Groupings and backreferences

This chapter will show how to reuse portions matched by capture groups via backreferences. These can be used within the regexp definition as well as the replacement section. You'll also learn some special grouping syntax for cases where plain capture groups aren't enough.

Backreferences

First up, how to refer to capture group portions directly in the regexp definition and the replacement section. You have already seen how to refer to text captured by groups with the match() and matchAll() methods. You've also seen how to pass the captured portions to a function in the replace() method.

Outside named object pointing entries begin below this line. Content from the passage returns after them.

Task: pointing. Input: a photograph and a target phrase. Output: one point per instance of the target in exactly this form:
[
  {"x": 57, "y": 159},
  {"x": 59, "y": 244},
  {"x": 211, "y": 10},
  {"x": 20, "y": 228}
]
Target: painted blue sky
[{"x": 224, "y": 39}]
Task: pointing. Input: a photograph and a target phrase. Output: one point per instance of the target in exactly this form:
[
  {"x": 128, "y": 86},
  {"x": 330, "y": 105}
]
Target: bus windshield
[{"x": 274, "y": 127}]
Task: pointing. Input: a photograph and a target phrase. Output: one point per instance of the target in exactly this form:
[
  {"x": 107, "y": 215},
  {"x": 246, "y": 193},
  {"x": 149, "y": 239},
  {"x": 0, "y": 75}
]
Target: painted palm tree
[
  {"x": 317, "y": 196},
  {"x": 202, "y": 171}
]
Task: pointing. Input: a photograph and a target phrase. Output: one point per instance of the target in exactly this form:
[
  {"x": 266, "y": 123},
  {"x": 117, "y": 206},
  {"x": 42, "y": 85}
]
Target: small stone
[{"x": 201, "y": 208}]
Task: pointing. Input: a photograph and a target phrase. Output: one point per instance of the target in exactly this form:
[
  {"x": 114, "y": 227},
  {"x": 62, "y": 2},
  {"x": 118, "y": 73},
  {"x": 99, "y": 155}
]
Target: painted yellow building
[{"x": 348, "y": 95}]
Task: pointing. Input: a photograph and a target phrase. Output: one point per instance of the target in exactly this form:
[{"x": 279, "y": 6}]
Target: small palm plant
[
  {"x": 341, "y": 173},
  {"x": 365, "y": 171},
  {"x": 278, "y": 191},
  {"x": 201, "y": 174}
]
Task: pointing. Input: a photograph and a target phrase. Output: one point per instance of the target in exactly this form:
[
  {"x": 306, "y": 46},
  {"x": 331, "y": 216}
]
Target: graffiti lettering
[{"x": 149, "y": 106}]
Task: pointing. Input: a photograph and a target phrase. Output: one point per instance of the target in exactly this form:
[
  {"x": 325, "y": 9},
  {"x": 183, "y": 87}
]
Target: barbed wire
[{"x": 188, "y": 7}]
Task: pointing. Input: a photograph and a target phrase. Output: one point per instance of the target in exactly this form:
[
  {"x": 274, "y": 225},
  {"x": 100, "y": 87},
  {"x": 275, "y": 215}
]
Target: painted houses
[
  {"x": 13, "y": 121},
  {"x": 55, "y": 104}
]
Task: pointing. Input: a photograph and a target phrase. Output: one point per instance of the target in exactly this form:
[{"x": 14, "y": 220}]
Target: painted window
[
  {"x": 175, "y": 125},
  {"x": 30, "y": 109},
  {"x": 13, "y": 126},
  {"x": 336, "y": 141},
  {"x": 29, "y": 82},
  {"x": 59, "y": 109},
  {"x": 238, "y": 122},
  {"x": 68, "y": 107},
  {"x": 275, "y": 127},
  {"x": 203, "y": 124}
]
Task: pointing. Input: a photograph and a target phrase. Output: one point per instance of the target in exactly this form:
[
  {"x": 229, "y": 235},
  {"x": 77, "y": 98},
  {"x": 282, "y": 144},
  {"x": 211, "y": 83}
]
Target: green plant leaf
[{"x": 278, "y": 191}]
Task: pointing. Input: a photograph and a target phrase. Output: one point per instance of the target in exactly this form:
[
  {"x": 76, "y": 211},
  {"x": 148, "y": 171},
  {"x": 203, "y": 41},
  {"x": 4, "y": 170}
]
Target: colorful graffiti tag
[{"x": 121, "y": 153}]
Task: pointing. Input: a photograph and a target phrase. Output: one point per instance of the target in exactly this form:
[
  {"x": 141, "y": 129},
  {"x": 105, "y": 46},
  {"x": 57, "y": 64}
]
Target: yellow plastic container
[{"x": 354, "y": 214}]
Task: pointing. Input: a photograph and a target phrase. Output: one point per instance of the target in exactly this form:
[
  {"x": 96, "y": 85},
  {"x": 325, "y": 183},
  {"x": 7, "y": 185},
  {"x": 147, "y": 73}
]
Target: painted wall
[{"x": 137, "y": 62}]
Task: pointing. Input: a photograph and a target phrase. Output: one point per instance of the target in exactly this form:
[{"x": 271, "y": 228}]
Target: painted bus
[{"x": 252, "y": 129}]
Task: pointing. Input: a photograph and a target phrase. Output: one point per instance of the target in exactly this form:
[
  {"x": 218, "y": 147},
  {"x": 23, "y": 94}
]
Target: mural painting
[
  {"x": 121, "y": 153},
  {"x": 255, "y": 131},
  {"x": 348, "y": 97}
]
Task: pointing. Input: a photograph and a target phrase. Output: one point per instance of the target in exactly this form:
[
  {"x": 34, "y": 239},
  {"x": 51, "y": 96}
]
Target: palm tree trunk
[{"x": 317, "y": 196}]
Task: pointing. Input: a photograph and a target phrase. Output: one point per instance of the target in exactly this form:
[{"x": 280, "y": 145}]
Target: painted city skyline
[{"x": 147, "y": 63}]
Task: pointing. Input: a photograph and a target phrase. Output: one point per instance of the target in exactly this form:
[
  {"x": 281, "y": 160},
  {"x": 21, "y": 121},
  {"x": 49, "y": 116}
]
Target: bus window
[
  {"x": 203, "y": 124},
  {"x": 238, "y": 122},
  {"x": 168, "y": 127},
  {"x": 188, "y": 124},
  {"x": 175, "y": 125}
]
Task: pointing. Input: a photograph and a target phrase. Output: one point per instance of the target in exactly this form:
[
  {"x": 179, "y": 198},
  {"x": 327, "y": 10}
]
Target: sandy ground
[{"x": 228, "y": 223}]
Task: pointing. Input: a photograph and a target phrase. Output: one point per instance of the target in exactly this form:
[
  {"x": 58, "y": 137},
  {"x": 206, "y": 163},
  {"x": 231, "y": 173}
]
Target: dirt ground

More directly, you can use a backreference \N (within the regexp definition) and $N (replacement section), where N is the capture group you want. What's more, you can also apply quantifiers to backreferences when used in the regexp definition. All the various forms are listed below:

in the replacement section, use $1, $2, etc to refer to the corresponding capture group
in the replacement section, use $& to refer to the entire matched portion
- $` gives the string before the matched portion
- $' gives the string after the matched portion
within the regexp definition, use \1, \2, etc to refer to the corresponding capture group

// remove square brackets that surround digit characters
> '[52] apples [and] [31] mangoes'.replace(/\[(\d+)\]/g, '$1')
< '52 apples [and] 31 mangoes'

// replace __ with _ and delete _ if it is alone
> '_apple_ __123__ _banana_'.replace(/(_)?_/g, '$1')
< 'apple _123_ banana'

// swap words that are separated by a comma
> 'good,bad 42,24 x,y'.replace(/(\w+),(\w+)/g, '$2,$1')
< 'bad,good 24,42 y,x'

Here are some examples for using backreferences available by default without needing capture groups.

// add something around the entire matched portion
> '52 apples and 31 mangoes'.replace(/\d+/g, '($&)')
< '(52) apples and (31) mangoes'
> 'Hello world'.replace(/.*/, 'Hi. $&. Have a nice day')
< 'Hi. Hello world. Have a nice day'

// capture the first field and duplicate it as the last field
> 'fork,42,nice,3.14'.replace(/,.+/, '$&,$`')
< 'fork,42,nice,3.14,fork'

And here are some examples for using backreferences within the regexp definition.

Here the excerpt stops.